Lyudmila Markovna fell silent. Somehow I got lost in myself.

You know, — I began, — I come home to my mother in a provincial town, lost in the Baraba steppe. She is over 80 to my mother. She stays strong, doesn’t give up. Do you know what she says to me all the time? What should I mess up? I don’t go to people. Who sees me at home, who will condemn that the house is not as clean as before. None. I’m alone. But I look at Lucy, oh, she’s no longer a girl, but what is she doing on stage! Dancing, singing. After all, it’s already difficult. But I understand her. We remember her young and with a wasp waist. She is our youth. Looking at her, we also believe that we are still young. God bless her! If you meet, if you’re lucky, say so. Let her not listen to what people say bad things about her. And don’t pay any attention to young people. Live in our time..

Is that what your mom says? Thanks to her for the kind words. And wish her well. Well, we must gather strength. Reach decently to the car.

Lyudmila Markovna reached for her high-heeled shoes, which, while we were talking, were standing next to the chair.

— The leg reminds me more and more about the fracture. But when I go on stage, I hear applause — I forget everything. And I’ll go into the dressing room, and the pain immediately returns. It is better to die on stage, — Lyudmila Markovna smiles sadly. And die beautiful, in makeup, with a haircut. Yes, okay, I’ll live longer … Something I’m completely limp today. Thank you. For understanding.

Lyudmila Markovna got up from her chair. She straightened her back, adjusted the frill on her blouse. Say thank you to your mom too. For believing in me. I’ll try not to disappoint her.

She turned her back on me. The same wasp waist. The same girl from your favorite Soviet cinema.

I turned around.

— Remember! Always keep your back. If at least one stranger is watching you.

The smell of perfume, her perfume, remained in the dressing room for a long time. I sat and thought: “Well, where do our women get such strength from? Such stubbornness? Where? What kind of genes are in us that make us do what is simply unimaginable to others …

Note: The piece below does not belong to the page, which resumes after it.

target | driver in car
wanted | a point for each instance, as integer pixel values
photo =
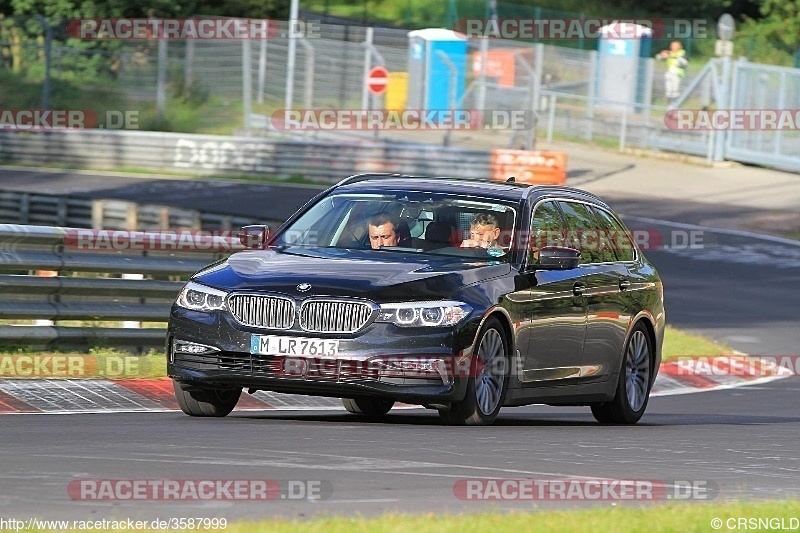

I often watch videos with the song «Want». There, together with her, those whom we love, and who have long been gone from us, are dancing. Andrey Mironov, Yuri Nikulin, Evgeny Evstigneev, Oleg Yankovsky and many others are there. Our departed stars. Now she is among them, a woman who sang and danced in spite of everyone and everything. Who wouldn’t let herself be seen weak. To me she was herself, weak and tired and looking her age. I spoke to her soul. She let go of the body for a while. But I, like my mother, will remember Lyudmila Markovna as young, mischievous, cheerful, energetic, flirtatious, windy, funny — which she was for everyone until the end of her life. Is this not an example to follow? She is my guiding star.